The par value of the bond is not always the same price that the market sets for a bond. Like stocks, bonds can be traded in markets above or below their par value. Even if the market value of the bond changes, the coupon rate stays the same and the payout continues until the bond matures.
Essentially, investors like bonds because they represent predictable, annual income with a promise to repay the principal loan amount. They are often seen as less risky than stocks for this reason.
Though bonds are less risky, the downside is that a bondholder does not have an ownership stake in the company like a shareholder. If a company is doing well and the stock price goes up, a bondholder will not partake in the company’s success via stock appreciation.
An investment in preferred stock can combine the benefits of stock ownership, like appreciation, with the predictability of regular income with dividend payments. Interested in preferred stock? Here’s how it works.
Like bonds, preferred stock has a par value—typically £100 or £25. There’s no maturity date but there is a yield or effective interest rate that is expressed as a percentage of the par value. The yield represents the amount of income a preferred stockholder can expect as a dividend payment each year.
For example, preferred stock with a par value of £25 and a stated annual dividend of 10% would pay £2.50 per year. Unlike bonds, however, the par value is not a guarantee of repayment and can lose all of its value if a company cannot meet all of its financial obligations. Preferred stock is like a stock because the value of the shares can fluctuate above or below the initial purchase price.
You should also know that preferred stock owners do not have voting rights.
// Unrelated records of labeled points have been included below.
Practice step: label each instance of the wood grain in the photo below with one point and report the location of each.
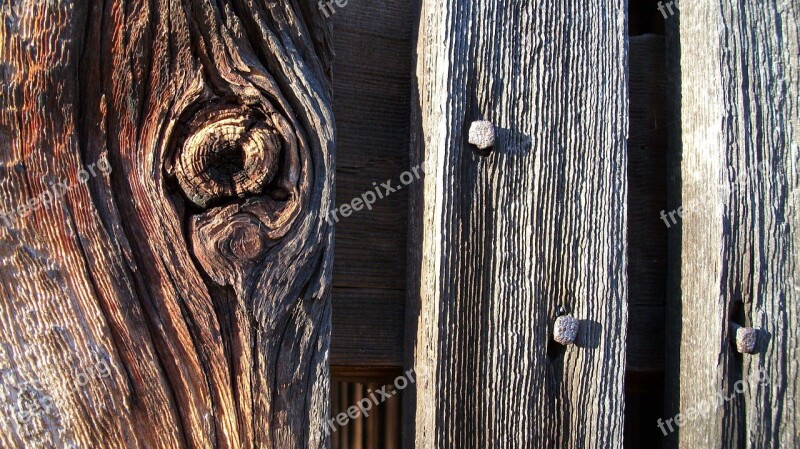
(647, 197)
(740, 233)
(195, 271)
(500, 242)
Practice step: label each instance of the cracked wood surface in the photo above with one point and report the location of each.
(179, 295)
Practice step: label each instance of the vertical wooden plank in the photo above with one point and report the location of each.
(740, 234)
(501, 241)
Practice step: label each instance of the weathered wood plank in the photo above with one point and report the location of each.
(647, 197)
(500, 242)
(368, 327)
(180, 297)
(740, 232)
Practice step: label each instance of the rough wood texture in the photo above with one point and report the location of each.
(739, 106)
(499, 242)
(179, 295)
(647, 197)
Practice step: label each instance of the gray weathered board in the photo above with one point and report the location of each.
(736, 251)
(502, 241)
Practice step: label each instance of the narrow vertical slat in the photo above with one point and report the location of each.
(740, 230)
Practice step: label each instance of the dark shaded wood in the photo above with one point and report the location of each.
(647, 197)
(500, 242)
(740, 230)
(368, 327)
(180, 296)
(372, 80)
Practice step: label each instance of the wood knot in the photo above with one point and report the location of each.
(241, 166)
(231, 154)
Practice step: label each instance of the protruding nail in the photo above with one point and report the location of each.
(565, 330)
(746, 338)
(481, 134)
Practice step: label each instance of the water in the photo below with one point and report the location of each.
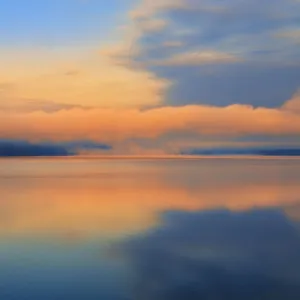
(82, 228)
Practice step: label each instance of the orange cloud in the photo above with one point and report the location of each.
(112, 125)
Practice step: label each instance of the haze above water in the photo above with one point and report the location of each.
(79, 228)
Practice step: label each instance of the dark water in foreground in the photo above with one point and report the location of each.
(149, 229)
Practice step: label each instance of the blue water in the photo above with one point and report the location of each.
(81, 228)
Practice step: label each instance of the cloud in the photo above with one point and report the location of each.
(293, 104)
(23, 148)
(96, 83)
(111, 125)
(199, 58)
(291, 34)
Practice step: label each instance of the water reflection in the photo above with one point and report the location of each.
(217, 255)
(149, 229)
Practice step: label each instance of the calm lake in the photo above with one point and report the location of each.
(150, 229)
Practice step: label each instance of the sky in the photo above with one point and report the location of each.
(151, 77)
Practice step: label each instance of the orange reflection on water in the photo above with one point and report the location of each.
(123, 199)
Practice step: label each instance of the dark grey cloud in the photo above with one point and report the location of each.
(217, 255)
(252, 31)
(13, 148)
(274, 151)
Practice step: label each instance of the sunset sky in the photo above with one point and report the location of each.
(150, 77)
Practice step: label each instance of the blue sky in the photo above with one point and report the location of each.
(151, 75)
(58, 22)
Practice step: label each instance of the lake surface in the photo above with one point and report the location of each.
(87, 228)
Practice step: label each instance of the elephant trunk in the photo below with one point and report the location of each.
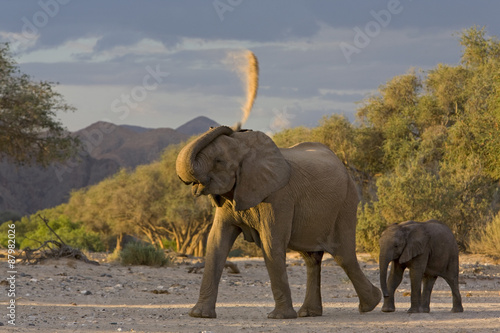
(383, 266)
(186, 165)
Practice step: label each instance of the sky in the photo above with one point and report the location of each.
(162, 63)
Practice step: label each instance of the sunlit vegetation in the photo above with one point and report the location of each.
(427, 145)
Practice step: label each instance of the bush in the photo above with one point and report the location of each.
(31, 232)
(488, 240)
(139, 253)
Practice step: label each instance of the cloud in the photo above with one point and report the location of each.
(97, 47)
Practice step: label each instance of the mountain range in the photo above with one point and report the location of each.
(106, 149)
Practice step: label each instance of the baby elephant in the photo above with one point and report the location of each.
(429, 250)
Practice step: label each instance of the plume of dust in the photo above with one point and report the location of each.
(246, 65)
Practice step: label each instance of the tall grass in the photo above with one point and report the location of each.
(137, 253)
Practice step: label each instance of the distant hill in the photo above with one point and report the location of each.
(197, 125)
(110, 147)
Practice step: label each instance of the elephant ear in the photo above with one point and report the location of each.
(416, 243)
(263, 170)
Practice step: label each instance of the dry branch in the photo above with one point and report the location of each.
(59, 249)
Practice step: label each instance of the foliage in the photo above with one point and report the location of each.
(32, 232)
(426, 146)
(139, 253)
(149, 202)
(291, 136)
(487, 241)
(29, 129)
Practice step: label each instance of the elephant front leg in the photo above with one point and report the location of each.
(312, 306)
(395, 278)
(276, 267)
(220, 240)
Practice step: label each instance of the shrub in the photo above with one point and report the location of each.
(488, 240)
(139, 253)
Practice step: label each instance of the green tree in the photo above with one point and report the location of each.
(438, 145)
(29, 129)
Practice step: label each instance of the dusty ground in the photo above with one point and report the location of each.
(71, 296)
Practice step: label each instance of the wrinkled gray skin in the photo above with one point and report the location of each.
(299, 198)
(429, 250)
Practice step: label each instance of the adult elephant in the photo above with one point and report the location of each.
(429, 250)
(300, 198)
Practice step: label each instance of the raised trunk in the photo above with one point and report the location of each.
(186, 165)
(383, 265)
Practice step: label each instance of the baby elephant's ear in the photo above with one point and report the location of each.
(263, 170)
(415, 244)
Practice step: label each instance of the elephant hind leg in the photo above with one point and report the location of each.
(455, 292)
(312, 306)
(344, 252)
(369, 295)
(428, 284)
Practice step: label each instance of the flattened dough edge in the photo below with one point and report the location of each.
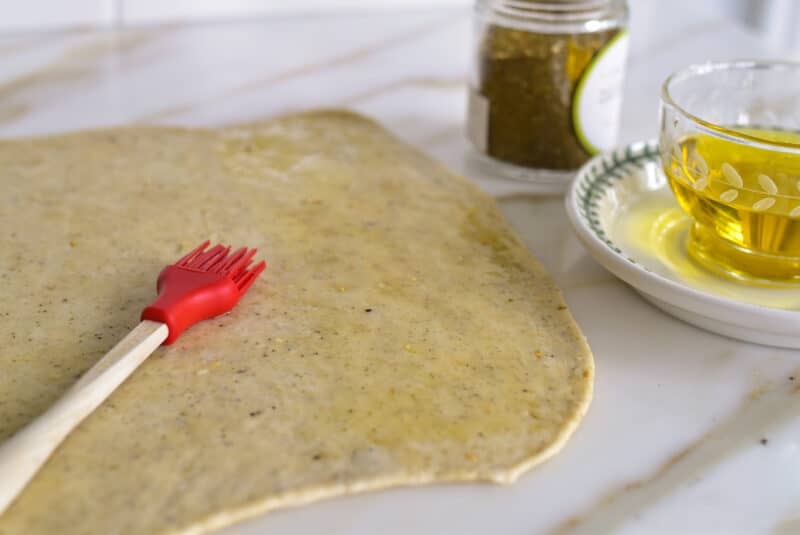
(401, 335)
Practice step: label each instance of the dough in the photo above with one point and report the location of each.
(400, 335)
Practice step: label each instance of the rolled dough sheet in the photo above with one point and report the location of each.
(401, 334)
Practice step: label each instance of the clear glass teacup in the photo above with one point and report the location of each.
(730, 146)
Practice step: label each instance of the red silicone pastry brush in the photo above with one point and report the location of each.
(201, 285)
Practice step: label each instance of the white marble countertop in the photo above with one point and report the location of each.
(688, 433)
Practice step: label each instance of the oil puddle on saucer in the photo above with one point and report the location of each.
(652, 229)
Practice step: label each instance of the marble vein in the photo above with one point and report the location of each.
(303, 70)
(764, 408)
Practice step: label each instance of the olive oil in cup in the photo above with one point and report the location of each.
(730, 146)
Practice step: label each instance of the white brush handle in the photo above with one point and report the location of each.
(23, 454)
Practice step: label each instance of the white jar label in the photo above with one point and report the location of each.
(598, 97)
(478, 120)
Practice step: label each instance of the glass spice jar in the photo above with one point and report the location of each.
(546, 86)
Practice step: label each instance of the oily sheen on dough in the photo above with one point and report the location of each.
(401, 334)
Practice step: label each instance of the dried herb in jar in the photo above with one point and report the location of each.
(525, 88)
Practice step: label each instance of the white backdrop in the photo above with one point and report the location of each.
(778, 20)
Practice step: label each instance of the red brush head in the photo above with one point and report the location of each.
(201, 285)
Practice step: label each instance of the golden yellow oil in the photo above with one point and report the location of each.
(745, 201)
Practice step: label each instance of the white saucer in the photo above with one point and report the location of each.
(623, 211)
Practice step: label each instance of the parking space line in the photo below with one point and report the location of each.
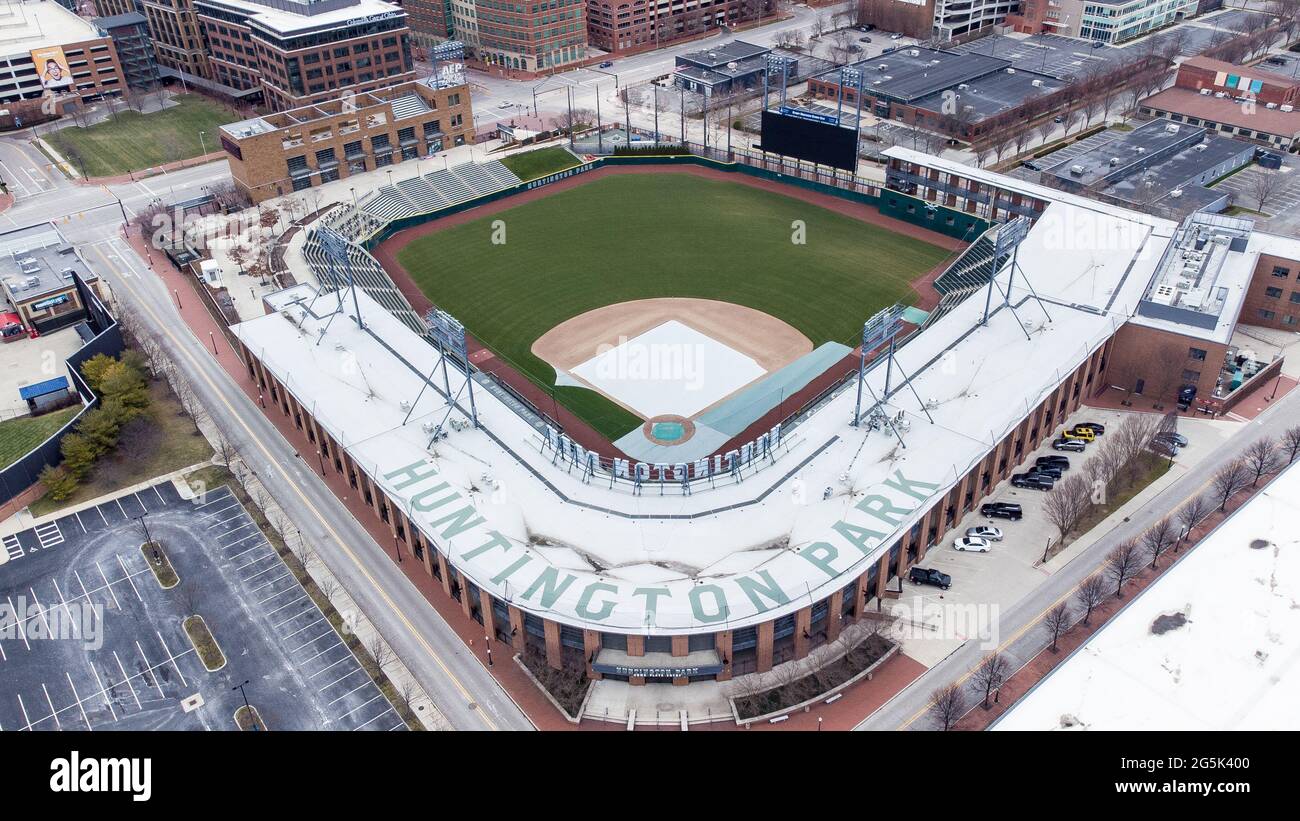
(103, 693)
(116, 603)
(53, 713)
(40, 611)
(126, 680)
(256, 535)
(269, 554)
(285, 638)
(321, 652)
(259, 572)
(122, 564)
(373, 720)
(377, 695)
(24, 708)
(219, 511)
(350, 673)
(148, 665)
(284, 606)
(333, 665)
(172, 659)
(85, 717)
(311, 641)
(234, 530)
(21, 622)
(271, 582)
(66, 609)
They do, however, have priority over common stockholders when it comes to getting paid in case a company becomes insolvent or has to suspend dividend payments.
When it’s time to pay all stakeholders like lenders and investors, preferred stockholders have priority over common stock owners (but are subordinate to bondholders.) Preferred shareholders must also be paid before common stock shareholders when it comes to receiving dividend payments.
Lastly, it doesn’t hurt to know about convertible preferred stock. Convertible preferred stock can be converted into common stock shares. You have the option to convert your shares at will or the issuing company can force a conversion. When you convert your preferred stock, you are giving up your rights as a preferred stock shareholder.
Pros and Cons of each type of stock
The pros and cons of each type of stock will really just come down to your investing preference and how that aligns with your personal financial goals.
Pros of preferred stock
Regular, predictable, dividend payments
Prioritized repayment over common stock shareholders
Can benefit from stock appreciation
Cons of preferred stock
Low trading volume: Purchasing preferred stock is not very common. It could be difficult to buy and sell shares at times.
Subordination to bondholders: If a company experiences insolvency, bondholders are paid before preferred stockholders.
Rising interest rates: Can make preferred stock less attractive if better returns are available with other investments (i.e. common stock, bonds, etc.).
Possible suspension of dividend payments, which could occur if a company faces financial trouble.
Pros of common stock
Can benefit from stock appreciation
Cons of common stock
Taking losses when the value of a stock drops
Taking losses in the case of insolvency
Which kind of type of stock is right for me?
This will all depend on your tolerance for risk, preferred investing strategy and even the stage of life you are in. The important thing here is that you commit to investing and not get “analysis paralysis” trying to pick the perfect type of stock.
Remember, you can always get a combination of different stock types. You don’t have to pick one or the other if you’d like to try investing in both. If you are not happy with the type of stock you’ve invested in, you can always sell it and try again with another investment that suits your investing strategy better.